What lovely red tape and management they have. I say management because you know that no regular peon came up with that mess of a system.
 
Aren't all java updates critical?

Anyways just forget the numbers and keep them coming guys, I look forward to patching java every time I visit my dad. That was not a joke, except maybe the look forward part.
 
Oh boy I would have loved to have sat in on that development meeting when they worked that idea up.

Too much coffee I think.
 
More from article:

"Limited Update releases will be numbered in multiples of 20," the document said. "We intend for Critical Patch Updates to continue to use odd numbers. The numbers will be calculated by adding multiples of five to the prior Limited Update and when needed adding one to keep the resulting number odd."
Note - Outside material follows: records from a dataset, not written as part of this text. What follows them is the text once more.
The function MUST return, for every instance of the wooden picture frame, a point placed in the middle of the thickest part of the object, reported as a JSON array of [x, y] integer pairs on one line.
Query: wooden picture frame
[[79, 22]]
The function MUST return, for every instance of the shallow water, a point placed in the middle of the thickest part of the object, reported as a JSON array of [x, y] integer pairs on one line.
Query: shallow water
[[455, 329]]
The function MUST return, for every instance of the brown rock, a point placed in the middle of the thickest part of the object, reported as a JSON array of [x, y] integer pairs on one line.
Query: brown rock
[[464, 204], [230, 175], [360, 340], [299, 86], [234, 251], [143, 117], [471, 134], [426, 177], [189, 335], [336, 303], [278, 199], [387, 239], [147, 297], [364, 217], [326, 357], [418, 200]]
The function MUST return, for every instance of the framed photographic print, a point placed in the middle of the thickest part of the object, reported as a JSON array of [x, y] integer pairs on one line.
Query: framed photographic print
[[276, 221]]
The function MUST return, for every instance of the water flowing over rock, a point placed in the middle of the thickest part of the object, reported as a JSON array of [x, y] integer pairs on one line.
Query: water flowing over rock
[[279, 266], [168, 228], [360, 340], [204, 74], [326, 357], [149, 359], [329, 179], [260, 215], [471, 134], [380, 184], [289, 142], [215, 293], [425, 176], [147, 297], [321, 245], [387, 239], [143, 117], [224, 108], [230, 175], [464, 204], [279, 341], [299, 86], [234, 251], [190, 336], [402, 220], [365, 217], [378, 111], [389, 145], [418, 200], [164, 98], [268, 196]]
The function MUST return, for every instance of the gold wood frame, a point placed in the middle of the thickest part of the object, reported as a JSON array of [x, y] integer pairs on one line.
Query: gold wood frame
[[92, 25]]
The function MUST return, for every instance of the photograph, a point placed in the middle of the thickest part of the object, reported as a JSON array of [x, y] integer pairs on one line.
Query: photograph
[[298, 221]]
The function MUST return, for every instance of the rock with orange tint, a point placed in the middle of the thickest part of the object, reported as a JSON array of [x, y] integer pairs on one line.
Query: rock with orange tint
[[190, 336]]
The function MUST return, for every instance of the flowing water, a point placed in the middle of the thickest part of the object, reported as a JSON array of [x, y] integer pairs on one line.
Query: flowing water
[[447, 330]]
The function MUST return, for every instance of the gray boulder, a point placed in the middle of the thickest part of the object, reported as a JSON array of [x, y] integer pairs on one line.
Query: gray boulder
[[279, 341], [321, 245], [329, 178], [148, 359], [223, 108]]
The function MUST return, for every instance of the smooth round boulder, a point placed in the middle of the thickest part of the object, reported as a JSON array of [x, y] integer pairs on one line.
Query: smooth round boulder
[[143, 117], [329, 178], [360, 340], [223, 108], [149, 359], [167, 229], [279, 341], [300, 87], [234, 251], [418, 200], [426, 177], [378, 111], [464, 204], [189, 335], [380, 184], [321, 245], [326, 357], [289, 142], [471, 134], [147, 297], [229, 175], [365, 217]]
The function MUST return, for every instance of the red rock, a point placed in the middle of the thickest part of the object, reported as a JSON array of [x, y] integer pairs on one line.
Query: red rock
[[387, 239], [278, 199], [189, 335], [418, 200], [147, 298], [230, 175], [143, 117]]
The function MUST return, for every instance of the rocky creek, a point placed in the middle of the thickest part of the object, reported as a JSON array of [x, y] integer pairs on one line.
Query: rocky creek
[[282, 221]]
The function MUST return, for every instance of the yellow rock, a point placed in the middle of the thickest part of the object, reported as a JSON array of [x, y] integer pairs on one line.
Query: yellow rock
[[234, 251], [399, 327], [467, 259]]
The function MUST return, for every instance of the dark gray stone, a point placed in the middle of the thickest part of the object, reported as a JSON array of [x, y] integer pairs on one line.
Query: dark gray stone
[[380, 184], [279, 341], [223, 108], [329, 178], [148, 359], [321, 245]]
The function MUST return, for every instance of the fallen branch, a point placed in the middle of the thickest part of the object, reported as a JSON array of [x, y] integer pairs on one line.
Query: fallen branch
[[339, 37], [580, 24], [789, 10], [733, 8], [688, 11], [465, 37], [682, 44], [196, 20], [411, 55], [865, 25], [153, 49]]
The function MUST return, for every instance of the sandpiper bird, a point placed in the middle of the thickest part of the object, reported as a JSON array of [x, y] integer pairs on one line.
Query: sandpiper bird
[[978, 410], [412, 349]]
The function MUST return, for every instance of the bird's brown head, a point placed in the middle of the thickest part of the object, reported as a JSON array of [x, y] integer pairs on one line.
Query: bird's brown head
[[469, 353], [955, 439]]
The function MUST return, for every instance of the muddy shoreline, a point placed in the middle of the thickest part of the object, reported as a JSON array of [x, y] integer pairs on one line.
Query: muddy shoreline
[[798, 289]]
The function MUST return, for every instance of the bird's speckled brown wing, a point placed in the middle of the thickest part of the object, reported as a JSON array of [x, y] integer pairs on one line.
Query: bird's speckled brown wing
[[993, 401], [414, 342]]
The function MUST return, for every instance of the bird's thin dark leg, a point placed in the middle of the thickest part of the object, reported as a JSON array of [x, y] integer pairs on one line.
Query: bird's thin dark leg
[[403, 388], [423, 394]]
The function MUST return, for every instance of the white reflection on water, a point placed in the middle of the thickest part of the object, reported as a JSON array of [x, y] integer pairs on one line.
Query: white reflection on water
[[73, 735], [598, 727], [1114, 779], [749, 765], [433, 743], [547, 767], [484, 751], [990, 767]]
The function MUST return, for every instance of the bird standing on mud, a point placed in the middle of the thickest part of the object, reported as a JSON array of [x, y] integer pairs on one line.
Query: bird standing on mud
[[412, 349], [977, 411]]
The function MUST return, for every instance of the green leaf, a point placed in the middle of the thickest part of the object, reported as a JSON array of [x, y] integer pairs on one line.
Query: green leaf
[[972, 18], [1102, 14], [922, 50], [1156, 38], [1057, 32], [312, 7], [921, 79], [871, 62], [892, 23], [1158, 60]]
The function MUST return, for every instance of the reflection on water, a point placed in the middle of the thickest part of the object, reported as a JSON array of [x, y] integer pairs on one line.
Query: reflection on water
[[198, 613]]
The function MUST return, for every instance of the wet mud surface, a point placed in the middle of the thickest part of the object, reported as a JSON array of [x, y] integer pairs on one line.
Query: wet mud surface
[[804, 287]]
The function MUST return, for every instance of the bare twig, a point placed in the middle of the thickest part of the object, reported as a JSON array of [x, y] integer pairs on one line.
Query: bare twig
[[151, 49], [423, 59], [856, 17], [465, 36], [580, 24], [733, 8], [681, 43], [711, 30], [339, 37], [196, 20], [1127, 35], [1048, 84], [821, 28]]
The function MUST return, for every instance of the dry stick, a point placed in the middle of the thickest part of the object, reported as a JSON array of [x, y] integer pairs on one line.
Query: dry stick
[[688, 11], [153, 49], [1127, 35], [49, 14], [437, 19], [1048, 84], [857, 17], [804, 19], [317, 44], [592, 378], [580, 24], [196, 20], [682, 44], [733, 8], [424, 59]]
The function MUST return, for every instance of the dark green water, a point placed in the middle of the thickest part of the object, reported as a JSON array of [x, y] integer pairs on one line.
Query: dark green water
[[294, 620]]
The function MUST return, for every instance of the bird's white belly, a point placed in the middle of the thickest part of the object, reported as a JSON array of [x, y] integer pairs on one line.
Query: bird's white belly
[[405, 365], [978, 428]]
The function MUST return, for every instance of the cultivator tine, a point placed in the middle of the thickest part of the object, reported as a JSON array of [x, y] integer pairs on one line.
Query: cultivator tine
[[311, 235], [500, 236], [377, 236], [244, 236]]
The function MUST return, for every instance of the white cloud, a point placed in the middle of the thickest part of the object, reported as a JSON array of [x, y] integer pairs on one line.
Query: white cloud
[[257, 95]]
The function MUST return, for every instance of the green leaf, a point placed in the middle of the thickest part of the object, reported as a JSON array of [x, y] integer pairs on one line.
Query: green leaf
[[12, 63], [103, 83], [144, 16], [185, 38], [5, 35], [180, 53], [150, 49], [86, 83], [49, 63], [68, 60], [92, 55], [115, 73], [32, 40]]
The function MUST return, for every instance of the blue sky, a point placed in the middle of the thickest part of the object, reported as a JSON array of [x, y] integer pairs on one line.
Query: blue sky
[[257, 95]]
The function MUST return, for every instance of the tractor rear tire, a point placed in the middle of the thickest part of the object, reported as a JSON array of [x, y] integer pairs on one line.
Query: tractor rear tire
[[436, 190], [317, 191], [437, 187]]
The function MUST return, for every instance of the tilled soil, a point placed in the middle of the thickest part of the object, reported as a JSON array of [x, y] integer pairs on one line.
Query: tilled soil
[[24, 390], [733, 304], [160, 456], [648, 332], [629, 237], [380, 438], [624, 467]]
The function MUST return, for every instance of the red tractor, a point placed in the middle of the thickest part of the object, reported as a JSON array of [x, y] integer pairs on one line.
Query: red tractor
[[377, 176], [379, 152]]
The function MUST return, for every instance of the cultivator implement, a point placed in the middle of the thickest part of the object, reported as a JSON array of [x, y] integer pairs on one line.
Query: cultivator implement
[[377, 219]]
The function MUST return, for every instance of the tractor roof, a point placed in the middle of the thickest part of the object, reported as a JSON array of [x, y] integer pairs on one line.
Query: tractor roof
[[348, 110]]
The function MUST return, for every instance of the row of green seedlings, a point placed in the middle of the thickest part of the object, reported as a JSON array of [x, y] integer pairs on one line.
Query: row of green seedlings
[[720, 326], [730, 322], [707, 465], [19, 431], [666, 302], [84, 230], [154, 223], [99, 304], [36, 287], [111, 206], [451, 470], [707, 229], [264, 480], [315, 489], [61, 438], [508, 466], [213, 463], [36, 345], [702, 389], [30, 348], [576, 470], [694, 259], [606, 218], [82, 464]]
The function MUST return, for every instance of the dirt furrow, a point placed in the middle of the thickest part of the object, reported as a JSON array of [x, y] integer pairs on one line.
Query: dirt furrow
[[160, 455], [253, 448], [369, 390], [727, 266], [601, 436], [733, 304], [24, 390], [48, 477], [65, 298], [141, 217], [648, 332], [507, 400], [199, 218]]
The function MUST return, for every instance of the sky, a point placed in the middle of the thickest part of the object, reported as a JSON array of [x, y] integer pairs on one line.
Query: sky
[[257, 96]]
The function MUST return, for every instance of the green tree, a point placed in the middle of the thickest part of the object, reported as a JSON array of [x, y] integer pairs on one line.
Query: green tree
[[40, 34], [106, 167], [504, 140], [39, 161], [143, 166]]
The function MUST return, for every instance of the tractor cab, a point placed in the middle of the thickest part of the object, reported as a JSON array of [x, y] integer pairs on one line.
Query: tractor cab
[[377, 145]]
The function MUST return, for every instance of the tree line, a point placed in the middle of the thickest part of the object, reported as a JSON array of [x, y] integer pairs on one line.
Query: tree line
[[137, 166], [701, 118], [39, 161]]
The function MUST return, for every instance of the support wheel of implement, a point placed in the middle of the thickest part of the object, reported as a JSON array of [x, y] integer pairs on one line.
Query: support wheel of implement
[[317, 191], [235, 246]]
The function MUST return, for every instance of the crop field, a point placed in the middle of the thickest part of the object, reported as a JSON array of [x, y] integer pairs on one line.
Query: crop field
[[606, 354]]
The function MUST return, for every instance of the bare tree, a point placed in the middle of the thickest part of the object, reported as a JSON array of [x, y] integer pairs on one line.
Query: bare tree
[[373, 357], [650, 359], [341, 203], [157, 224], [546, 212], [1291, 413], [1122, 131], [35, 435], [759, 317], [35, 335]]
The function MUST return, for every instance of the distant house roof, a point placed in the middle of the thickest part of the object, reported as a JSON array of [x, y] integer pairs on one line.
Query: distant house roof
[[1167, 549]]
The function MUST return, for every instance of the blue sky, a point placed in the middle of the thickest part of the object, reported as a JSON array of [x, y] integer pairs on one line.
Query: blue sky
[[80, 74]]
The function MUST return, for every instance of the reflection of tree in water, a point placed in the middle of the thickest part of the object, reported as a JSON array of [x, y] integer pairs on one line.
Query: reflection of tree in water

What lovely red tape and management they have. I say management because you know that no regular peon came up with that mess of a system.

yeah, no regular person with any semblance of sanity or competence would have come up with this numbering system. It has to be one of those managers who got their job because they were friends with some other manager or had a relative in some upper level management position or major shareholder.

I once had a migration project, moving from Windows NT 4 and Windows 2000 to Windows XP, where the leading VP had done all the planning. He'd just put up a timeline where each department gets two weeks to migrate, and didn't even bother to count the users in each department or talk to them about any programs that might need to be updated to work with XP. We had many stalls through the project, but one was the worst. Fourteen contractors ended up witting on our butts for 6 weeks doing nothing, getting paid $15 per hour, an 8 hour drive from home, sleeping in a local hotel, because one department had a huge Access 2.1 database that had to be migrated before the project could proceed. Then we had to get that whole department done within two weeks, when they had twice the number of users as the next largest department. We pulled 20 hours of over both weeks. This was a VP who got his job because his dad was on the board of directors. Totally incompetent. I've known other incompetent managers in my 16 year career, but this guy was the absolute worst.